Dirty secrets
by Osha Gray Davidson
Osha Gray Davidson is the author of numerous books, among them The Enchanted Braid: Coming to Terms with Nature on the Coral Reef, a Discovery Channel On-line Editor's Choice and a finalist for the Natural World Book Prize. A former resident of Key West, Florida, Davidson currently resides in Iowa City, Iowa.
In the early 1980s you didn't need to be a member of EarthFirst! to know that Ronald Reagan was bad for the
environment. You didn't even have to be especially politically aware. Here was a man who had, after all, publicly
stated that most air pollution was caused by plants. And then there was Reagan's secretary of the Interior, James
Watt, who saw no need to protect the environment because Jesus was returning any day, and who, in a pique of
reactionary feng shui, suggested that the buffalo on Interior's seal be flipped to face right instead of left.
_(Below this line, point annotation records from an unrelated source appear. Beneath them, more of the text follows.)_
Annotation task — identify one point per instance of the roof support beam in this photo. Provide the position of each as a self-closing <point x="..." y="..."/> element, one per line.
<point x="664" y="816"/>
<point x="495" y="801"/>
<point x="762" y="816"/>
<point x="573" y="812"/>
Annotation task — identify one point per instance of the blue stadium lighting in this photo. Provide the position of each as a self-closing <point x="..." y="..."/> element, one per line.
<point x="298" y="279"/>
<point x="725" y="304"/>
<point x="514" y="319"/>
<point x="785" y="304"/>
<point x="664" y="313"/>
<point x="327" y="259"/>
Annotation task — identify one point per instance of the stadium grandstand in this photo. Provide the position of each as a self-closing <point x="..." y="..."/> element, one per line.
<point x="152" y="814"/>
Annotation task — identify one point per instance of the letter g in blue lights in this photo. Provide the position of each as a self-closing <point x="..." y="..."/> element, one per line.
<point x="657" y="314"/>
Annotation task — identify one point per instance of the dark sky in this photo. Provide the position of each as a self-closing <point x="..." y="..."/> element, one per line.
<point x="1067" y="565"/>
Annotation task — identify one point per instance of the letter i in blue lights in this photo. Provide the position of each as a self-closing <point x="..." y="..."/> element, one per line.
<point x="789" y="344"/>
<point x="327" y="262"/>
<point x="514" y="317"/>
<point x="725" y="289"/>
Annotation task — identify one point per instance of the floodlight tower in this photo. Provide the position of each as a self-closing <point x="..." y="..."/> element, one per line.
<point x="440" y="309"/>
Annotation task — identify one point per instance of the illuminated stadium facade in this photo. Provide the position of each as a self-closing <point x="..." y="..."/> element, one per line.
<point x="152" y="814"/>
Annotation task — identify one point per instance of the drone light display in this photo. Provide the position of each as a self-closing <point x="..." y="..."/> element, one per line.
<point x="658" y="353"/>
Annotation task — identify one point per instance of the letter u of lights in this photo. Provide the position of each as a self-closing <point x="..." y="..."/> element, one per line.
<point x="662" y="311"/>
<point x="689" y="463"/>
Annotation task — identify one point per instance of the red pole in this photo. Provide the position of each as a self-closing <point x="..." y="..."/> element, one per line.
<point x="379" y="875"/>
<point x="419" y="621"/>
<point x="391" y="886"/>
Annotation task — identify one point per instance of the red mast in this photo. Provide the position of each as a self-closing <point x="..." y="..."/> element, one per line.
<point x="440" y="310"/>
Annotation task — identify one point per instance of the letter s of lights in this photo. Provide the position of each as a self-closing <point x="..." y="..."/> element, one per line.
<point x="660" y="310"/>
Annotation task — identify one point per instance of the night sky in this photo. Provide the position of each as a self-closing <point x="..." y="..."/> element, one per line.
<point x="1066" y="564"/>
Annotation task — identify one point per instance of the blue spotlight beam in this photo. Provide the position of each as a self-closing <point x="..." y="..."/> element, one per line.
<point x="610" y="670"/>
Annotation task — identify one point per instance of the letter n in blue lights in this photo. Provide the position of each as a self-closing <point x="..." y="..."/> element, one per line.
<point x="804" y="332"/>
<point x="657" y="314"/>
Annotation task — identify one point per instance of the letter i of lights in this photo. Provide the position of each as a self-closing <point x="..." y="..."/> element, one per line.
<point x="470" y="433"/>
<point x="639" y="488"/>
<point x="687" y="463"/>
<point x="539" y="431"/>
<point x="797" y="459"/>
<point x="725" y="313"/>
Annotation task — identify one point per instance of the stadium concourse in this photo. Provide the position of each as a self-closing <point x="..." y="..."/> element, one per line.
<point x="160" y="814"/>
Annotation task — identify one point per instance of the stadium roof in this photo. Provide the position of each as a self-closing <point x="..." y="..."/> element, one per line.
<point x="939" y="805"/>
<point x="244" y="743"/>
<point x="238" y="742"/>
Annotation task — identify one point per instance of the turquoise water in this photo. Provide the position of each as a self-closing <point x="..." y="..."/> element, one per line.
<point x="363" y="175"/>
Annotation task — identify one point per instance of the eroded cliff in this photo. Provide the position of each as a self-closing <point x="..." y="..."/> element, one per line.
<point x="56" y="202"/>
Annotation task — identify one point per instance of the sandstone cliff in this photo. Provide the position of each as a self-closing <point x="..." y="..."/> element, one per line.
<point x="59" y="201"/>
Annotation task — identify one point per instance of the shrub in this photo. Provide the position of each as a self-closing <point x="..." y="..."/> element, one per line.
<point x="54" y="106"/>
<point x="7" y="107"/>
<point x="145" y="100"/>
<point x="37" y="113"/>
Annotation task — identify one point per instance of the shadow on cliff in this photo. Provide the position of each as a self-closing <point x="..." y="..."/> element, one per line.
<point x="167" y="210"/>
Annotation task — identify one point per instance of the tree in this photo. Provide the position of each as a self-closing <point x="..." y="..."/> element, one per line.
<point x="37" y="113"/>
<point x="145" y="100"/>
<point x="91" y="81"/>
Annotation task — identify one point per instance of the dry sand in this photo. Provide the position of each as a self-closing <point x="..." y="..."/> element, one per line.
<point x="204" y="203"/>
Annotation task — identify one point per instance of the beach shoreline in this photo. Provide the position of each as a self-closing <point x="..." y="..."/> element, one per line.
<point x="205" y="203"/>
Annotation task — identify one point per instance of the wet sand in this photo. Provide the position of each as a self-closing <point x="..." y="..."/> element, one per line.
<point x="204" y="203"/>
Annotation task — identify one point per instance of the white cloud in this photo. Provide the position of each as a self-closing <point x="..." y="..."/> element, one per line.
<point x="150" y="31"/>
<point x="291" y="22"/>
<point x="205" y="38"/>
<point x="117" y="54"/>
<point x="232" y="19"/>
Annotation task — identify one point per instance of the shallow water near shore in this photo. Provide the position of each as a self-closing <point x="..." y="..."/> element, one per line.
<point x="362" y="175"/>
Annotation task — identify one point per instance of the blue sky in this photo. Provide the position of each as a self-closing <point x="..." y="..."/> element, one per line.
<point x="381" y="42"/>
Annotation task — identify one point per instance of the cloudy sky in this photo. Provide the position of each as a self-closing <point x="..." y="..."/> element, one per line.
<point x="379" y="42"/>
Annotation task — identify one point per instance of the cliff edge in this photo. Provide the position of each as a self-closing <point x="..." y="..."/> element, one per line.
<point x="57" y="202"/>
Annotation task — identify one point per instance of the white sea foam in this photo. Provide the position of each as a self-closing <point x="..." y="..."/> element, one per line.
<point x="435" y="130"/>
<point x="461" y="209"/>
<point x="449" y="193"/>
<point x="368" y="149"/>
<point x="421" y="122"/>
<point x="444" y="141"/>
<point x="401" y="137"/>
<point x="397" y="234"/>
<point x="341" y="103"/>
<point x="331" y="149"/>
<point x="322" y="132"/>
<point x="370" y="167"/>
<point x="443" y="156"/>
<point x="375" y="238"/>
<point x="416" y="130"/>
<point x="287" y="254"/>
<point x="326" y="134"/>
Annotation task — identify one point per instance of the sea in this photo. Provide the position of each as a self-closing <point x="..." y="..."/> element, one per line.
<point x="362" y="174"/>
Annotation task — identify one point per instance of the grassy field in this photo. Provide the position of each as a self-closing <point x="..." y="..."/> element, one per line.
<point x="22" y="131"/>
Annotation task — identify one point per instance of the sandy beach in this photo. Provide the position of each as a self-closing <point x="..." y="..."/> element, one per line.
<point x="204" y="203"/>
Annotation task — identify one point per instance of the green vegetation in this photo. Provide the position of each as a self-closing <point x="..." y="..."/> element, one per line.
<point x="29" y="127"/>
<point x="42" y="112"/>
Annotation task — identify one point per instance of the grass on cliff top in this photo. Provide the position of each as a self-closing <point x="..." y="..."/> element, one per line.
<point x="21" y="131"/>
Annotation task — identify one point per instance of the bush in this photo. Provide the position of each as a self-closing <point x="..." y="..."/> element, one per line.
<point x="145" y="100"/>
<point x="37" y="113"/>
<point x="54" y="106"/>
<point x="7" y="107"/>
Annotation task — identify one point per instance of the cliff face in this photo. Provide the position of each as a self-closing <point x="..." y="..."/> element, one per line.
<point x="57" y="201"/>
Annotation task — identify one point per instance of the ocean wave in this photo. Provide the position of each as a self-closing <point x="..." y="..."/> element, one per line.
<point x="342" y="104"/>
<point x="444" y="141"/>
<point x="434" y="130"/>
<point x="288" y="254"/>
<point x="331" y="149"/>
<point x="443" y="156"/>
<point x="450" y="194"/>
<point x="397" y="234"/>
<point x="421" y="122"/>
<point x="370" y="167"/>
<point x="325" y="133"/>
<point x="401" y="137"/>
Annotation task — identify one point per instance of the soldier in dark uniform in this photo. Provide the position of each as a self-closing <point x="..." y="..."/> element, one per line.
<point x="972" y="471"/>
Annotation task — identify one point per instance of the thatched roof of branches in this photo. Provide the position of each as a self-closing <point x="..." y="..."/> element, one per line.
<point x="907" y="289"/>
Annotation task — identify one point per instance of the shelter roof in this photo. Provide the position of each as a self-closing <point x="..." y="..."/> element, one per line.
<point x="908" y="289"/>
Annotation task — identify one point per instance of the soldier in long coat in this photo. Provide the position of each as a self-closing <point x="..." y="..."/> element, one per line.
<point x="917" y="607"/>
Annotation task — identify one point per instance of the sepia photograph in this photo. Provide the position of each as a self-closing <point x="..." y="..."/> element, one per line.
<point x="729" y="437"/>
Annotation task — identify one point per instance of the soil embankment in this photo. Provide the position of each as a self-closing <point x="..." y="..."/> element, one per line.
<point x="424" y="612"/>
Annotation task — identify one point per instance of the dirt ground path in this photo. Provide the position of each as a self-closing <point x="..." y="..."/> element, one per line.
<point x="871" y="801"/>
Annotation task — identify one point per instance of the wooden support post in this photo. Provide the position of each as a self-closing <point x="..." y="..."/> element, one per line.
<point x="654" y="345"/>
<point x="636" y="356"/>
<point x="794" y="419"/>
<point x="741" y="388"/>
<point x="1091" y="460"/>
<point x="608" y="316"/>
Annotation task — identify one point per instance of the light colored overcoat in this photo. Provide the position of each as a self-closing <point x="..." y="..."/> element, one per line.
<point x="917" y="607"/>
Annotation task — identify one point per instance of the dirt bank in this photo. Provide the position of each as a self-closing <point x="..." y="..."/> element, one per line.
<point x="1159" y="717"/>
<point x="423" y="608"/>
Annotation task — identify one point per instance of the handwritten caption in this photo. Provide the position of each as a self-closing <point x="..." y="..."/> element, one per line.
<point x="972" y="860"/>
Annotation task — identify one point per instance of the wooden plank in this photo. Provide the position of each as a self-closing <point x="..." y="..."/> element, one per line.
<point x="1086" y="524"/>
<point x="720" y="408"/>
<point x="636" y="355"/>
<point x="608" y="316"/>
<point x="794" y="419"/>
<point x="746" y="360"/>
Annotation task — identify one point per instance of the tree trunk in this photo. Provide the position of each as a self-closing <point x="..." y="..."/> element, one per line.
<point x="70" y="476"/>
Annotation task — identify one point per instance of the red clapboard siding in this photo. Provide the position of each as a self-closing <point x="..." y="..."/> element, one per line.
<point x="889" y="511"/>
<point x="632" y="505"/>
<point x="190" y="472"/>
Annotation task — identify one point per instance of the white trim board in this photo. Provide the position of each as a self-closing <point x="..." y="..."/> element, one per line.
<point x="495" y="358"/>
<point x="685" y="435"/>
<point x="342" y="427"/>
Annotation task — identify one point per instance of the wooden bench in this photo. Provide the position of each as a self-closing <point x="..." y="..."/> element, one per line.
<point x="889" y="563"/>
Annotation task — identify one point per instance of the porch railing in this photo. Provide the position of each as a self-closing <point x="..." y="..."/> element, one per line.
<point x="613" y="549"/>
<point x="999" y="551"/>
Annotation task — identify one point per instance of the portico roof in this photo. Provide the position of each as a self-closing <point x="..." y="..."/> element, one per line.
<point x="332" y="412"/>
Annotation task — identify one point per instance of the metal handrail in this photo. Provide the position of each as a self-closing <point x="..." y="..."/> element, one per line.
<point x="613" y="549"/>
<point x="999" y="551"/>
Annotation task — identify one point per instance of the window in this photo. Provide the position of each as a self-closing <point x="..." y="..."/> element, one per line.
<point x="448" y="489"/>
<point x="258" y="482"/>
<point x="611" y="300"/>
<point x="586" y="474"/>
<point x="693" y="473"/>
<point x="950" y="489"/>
The White House has all but denied the existence of what may be the most serious environmental problem of our time,
global warming. By contrast, while George W. Bush gets low marks on the environment from a majority of Americans, few
fully appreciate the scope and fury of this administration's anti-environmental agenda.
"What they're doing makes the Reagan administration look innocent," says Buck Parker, executive director of
Earthjustice, a non-profit environmental law firm.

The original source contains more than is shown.